Long-time Tacoma resident Peter Altmann, host for the Second City Chamber Series fundraiser, talks in 2012 at Pacific Lutheran University about his family’s history in Austria and their recovery of the world-famous painting, “Portrait of Adele Bloch-Bauer I” by Gustav Klimt.
Long-time Tacoma resident Peter Altmann, host for the Second City Chamber Series fundraiser, talks in 2012 at Pacific Lutheran University about his family’s history in Austria and their recovery of the world-famous painting, “Portrait of Adele Bloch-Bauer I” by Gustav Klimt. Staff file, 2012

You know the painting. You saw the movie (maybe). Now you can hear the classical music that was in vogue in Vienna when Gustav Klimt painted “Portrait of Adele Bloch-Bauer I.” You also can hear about the connections between Klimt, his model Adele, her niece Maria who fought Austria for the painting and the composers the family befriended, all directly from Peter Altmann, Maria’s son and a Tacoma man. Altmann’s stories will be surrounded with music by Schoenberg, Korngold and more Sunday at “Music for a Golden Lady,” the annual house concert and fundraiser for Second City Chamber Series.

“I see the music as an overlay on the painting,” says Altmann. Her mother Maria — and her eight-year battle to regain the world-famous Nazi-stolen painting — was the subject of the 2015 film “Woman in Gold,” starring Helen Mirren. “All of the composers on the program grew up in Klimt’s era in Vienna, and my mother was good friends with two of them.”

The program for the concert, to be held in a Tacoma home, includes music for soprano and piano by Arnold Schoenberg, Eric Zeisl, Alma Mahler and Erich Korngold. All were born in Vienna around the turn of the 20th century. Zeisl, Korngold and Schoenberg — all Jewish — fled Nazi Germany for America, as did Maria Altmann and her husband. The painting “Woman in Gold” was seized by the Nazis.

“My mother’s debutante ball included Alma Mahler,” said Altmann. “Erich Zeisl and his wife Trudy were my parents’ best friends in Austria and California. I think they found Erich quick-witted, humorous, extremely gifted, honorable, and a good husband and father.”

The Zeisls’ daughter, Barbara, married the Schoenbergs’ son, Randy, who later became Maria Altmann’s lawyer for the fight to regain the painting from the Austrian government.
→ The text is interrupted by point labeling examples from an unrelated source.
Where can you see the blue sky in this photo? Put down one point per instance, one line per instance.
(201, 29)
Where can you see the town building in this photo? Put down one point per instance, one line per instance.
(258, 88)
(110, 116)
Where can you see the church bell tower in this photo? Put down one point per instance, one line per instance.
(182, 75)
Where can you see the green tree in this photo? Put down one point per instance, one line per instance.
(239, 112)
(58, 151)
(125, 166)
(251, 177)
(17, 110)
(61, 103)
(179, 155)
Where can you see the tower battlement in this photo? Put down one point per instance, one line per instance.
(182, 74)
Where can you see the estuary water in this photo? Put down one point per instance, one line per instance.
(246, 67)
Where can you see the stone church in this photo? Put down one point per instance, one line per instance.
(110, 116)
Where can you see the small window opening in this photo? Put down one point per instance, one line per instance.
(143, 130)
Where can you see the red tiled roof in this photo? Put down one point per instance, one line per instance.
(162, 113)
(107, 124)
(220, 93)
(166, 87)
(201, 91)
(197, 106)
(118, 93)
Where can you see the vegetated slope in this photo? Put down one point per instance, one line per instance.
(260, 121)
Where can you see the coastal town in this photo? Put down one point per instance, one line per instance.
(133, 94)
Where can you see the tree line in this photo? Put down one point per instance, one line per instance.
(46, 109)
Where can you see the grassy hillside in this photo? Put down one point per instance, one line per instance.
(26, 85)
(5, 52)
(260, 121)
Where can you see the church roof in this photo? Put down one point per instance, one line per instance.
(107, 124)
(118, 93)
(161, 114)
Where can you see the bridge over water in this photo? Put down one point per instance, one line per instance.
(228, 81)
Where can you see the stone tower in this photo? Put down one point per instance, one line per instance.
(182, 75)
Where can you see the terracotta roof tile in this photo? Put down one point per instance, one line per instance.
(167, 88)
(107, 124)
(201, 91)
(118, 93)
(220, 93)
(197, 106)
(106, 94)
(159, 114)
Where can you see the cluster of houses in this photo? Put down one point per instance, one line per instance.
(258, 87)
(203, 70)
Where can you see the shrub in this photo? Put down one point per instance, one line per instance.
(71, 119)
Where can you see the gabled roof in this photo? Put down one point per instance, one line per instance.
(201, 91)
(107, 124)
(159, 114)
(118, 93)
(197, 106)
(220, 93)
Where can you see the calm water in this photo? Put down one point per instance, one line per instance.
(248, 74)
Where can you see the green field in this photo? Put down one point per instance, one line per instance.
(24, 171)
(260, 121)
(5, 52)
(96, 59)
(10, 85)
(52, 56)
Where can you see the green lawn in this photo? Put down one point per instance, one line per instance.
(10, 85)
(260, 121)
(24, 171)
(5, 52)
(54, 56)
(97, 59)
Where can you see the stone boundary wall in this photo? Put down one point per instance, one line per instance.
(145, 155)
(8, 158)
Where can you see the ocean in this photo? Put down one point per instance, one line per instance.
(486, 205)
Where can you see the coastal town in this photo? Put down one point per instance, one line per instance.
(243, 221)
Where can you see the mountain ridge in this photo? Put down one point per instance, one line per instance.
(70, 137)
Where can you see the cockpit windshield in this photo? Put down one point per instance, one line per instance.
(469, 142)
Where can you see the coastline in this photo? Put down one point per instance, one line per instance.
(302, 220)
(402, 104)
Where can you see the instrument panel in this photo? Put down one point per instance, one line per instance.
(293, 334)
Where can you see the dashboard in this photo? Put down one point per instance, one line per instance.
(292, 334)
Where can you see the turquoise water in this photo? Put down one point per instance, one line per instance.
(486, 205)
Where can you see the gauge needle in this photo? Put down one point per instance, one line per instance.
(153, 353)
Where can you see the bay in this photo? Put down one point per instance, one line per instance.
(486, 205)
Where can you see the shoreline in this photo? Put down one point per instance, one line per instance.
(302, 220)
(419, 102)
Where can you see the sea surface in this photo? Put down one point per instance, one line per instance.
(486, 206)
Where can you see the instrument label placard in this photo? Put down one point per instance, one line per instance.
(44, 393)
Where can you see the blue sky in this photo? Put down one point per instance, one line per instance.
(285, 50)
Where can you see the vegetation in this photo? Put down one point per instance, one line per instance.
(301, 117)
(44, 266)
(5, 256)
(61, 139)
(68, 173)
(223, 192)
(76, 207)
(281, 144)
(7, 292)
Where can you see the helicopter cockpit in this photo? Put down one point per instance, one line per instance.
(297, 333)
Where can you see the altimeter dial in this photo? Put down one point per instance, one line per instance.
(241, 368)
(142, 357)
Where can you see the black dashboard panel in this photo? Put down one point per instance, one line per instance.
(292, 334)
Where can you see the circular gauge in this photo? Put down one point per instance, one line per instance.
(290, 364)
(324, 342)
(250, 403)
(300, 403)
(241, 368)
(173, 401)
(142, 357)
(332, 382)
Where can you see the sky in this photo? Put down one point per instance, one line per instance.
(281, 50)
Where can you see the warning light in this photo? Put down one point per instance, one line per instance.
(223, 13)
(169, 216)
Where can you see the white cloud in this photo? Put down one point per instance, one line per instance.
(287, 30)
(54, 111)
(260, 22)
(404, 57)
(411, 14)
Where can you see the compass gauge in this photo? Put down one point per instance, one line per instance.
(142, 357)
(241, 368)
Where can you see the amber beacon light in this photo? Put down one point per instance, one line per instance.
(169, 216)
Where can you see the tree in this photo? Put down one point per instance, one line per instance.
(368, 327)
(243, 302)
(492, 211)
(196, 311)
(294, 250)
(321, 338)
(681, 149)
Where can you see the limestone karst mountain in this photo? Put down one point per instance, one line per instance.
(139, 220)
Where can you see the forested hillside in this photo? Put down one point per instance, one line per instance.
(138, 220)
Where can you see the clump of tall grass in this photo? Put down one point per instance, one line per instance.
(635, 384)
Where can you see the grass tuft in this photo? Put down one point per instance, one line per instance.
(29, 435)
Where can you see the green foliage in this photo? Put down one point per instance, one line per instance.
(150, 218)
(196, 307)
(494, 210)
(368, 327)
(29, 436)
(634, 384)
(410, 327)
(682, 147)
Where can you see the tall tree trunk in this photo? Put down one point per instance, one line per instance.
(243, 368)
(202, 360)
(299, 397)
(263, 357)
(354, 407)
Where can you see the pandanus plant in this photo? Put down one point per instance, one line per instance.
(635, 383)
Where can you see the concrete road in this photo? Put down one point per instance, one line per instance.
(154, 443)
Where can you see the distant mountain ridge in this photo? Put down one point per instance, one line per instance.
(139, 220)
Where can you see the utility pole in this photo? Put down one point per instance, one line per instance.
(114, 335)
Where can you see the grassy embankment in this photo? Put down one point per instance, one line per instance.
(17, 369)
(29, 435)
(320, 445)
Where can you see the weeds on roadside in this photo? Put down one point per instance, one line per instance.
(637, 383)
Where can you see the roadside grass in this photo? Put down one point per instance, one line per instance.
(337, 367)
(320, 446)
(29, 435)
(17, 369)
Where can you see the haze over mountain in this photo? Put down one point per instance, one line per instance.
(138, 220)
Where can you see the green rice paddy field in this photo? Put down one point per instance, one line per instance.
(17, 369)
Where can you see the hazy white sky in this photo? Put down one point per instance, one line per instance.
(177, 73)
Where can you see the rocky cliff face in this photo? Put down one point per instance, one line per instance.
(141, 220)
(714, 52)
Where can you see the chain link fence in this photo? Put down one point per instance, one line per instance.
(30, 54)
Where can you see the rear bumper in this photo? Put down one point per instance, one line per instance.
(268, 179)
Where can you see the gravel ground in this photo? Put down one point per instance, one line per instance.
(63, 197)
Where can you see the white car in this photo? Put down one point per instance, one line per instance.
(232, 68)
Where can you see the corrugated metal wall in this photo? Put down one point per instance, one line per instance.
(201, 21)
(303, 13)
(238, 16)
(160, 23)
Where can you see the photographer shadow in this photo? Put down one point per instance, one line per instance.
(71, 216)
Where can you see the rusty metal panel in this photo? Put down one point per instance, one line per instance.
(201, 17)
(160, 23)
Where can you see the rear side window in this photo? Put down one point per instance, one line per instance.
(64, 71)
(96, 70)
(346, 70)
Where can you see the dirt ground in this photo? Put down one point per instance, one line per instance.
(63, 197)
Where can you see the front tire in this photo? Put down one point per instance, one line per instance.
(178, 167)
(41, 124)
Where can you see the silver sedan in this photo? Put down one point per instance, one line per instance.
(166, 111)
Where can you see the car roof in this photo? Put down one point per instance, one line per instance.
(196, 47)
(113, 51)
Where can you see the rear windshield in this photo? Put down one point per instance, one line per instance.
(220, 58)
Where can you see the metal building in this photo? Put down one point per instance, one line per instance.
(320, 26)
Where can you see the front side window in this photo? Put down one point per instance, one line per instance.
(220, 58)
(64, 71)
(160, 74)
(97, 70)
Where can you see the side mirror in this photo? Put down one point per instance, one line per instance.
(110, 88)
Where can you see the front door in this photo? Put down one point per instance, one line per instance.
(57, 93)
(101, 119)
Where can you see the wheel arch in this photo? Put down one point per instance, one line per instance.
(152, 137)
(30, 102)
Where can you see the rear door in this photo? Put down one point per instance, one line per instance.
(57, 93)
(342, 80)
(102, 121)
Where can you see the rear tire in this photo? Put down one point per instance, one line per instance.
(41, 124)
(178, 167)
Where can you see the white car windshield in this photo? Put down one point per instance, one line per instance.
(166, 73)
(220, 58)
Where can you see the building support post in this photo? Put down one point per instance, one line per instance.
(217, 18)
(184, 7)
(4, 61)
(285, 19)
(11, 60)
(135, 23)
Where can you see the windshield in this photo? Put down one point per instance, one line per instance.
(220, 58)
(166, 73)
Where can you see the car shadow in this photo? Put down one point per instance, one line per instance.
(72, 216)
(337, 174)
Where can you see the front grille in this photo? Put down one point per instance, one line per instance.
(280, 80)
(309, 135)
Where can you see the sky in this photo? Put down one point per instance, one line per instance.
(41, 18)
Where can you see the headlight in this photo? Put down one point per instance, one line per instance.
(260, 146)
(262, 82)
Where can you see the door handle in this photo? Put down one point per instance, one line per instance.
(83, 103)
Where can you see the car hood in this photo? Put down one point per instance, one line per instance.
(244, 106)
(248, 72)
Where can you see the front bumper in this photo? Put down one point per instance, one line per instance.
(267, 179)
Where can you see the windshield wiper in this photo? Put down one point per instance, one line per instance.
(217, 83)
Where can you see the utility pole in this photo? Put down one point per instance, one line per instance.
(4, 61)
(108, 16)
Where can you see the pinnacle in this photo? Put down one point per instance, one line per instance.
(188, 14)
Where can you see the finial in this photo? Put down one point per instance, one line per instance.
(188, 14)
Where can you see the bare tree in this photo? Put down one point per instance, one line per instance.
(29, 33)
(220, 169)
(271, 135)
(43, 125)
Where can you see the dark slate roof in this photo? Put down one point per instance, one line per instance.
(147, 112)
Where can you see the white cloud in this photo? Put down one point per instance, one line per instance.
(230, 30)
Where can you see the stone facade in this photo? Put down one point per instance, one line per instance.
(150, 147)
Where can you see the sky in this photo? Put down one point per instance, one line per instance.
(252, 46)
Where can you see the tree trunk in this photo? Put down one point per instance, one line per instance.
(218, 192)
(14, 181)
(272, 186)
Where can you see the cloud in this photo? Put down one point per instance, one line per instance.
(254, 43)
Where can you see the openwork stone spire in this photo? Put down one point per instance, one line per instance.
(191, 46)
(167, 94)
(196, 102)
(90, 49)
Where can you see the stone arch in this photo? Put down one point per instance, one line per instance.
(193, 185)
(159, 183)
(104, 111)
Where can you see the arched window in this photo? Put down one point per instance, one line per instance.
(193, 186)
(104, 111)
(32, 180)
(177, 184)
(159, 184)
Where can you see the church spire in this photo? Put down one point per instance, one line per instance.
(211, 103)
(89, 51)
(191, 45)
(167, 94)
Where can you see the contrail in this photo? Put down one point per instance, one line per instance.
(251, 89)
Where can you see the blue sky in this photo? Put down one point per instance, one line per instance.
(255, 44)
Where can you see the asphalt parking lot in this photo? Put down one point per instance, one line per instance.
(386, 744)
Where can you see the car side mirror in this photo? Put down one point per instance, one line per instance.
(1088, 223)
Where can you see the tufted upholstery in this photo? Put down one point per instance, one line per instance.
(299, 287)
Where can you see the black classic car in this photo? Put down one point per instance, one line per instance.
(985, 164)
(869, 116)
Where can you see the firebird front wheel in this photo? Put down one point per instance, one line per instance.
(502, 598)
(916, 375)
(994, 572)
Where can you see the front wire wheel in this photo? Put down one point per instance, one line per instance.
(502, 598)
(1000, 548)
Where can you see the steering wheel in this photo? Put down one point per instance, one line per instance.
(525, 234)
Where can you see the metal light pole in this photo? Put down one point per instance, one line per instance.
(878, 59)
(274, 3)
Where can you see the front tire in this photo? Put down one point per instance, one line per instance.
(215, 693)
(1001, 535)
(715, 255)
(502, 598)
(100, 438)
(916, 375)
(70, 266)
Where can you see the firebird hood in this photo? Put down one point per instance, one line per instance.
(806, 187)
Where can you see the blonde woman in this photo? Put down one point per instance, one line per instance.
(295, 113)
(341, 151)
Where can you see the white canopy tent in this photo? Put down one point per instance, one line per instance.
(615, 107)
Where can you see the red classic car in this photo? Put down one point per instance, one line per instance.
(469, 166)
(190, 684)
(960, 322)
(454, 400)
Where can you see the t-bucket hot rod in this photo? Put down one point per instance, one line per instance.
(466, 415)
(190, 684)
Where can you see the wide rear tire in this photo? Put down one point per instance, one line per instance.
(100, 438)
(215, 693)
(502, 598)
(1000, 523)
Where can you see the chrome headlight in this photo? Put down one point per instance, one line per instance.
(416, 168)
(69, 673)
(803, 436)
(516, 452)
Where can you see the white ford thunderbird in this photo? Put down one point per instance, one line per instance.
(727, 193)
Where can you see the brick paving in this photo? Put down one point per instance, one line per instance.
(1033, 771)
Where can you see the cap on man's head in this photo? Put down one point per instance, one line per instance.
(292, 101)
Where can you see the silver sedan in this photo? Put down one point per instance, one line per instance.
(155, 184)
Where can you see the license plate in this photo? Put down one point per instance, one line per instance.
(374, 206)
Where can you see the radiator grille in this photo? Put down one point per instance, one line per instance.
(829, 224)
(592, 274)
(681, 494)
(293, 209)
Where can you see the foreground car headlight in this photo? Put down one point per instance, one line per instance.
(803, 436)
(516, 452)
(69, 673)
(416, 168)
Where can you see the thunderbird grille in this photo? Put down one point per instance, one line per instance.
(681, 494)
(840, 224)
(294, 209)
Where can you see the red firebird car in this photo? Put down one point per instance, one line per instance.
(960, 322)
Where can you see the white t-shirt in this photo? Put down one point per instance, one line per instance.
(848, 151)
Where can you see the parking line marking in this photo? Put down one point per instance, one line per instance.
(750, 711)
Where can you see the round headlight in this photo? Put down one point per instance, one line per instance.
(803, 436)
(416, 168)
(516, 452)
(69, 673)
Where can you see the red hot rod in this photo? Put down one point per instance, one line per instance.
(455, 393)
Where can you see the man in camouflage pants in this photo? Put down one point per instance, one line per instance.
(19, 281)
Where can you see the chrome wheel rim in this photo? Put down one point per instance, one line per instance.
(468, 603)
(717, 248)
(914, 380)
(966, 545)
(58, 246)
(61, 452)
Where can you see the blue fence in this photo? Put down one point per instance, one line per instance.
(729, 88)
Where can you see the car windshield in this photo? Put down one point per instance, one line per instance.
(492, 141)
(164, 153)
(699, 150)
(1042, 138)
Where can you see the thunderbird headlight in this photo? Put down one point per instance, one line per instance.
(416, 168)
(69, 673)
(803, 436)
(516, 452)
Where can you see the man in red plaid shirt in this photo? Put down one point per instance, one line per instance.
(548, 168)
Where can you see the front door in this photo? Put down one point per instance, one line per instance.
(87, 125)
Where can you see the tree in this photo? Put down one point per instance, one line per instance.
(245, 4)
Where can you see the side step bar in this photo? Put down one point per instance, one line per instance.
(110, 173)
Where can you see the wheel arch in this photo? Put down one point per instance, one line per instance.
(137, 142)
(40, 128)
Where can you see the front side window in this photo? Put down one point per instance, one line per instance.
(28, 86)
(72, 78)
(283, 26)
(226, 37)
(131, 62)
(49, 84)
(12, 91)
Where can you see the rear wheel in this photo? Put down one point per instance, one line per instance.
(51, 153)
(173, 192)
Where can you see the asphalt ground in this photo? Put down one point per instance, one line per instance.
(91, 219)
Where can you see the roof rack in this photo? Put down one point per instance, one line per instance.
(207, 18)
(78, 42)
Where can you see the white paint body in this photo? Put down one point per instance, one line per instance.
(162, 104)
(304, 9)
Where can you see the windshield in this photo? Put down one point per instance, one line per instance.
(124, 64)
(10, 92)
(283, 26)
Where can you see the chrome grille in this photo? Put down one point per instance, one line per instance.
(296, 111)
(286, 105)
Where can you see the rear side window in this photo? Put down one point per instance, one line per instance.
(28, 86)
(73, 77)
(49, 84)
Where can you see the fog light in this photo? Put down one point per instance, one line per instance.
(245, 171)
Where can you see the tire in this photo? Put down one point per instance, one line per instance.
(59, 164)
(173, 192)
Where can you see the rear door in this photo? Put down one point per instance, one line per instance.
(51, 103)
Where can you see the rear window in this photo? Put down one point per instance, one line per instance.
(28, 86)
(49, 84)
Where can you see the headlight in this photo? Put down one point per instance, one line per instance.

While Schoenberg’s music wasn’t to Maria’s taste, Altmann says, she respected it and was a firm friend of Korngold, who eventually saw great success as a Hollywood composer.

Performed by soprano Christina Kowalski and pianist Keith Ward, the program includes lieder and piano works by Zeisl, three lieder by Mahler (who later gave up composing on marrying Gustav Mahler), Schoenberg’s “Brettl-Lieder” and Korngold’s “Mariettas Lied.”

“The intent … was to capture the unique character of each composer through suite-like combinations of pieces,” said Ward.

As well as music and Altmann’s discussion of the painting — finally regained by the family in 2006, sold for $135 million and now hanging in the Neue Galerie in New York — the concert will include the movie “Woman in Gold” and Austrian-style refreshments. It is the annual fundraiser for the Tacoma-based chamber series, this year celebrating its 30th anniversary.

Rosemary Ponnekanti: 253-597-8568, @rose_ponnekanti

Music for a Golden Lady

When: 3 p.m. Sunday.

Where: Private home in Tacoma, location given with ticket purchase.

Tickets: $60, includes music, discussion, movie and Austrian-style refreshments.

Information: 253-573-TUNE, scchamberseries.org.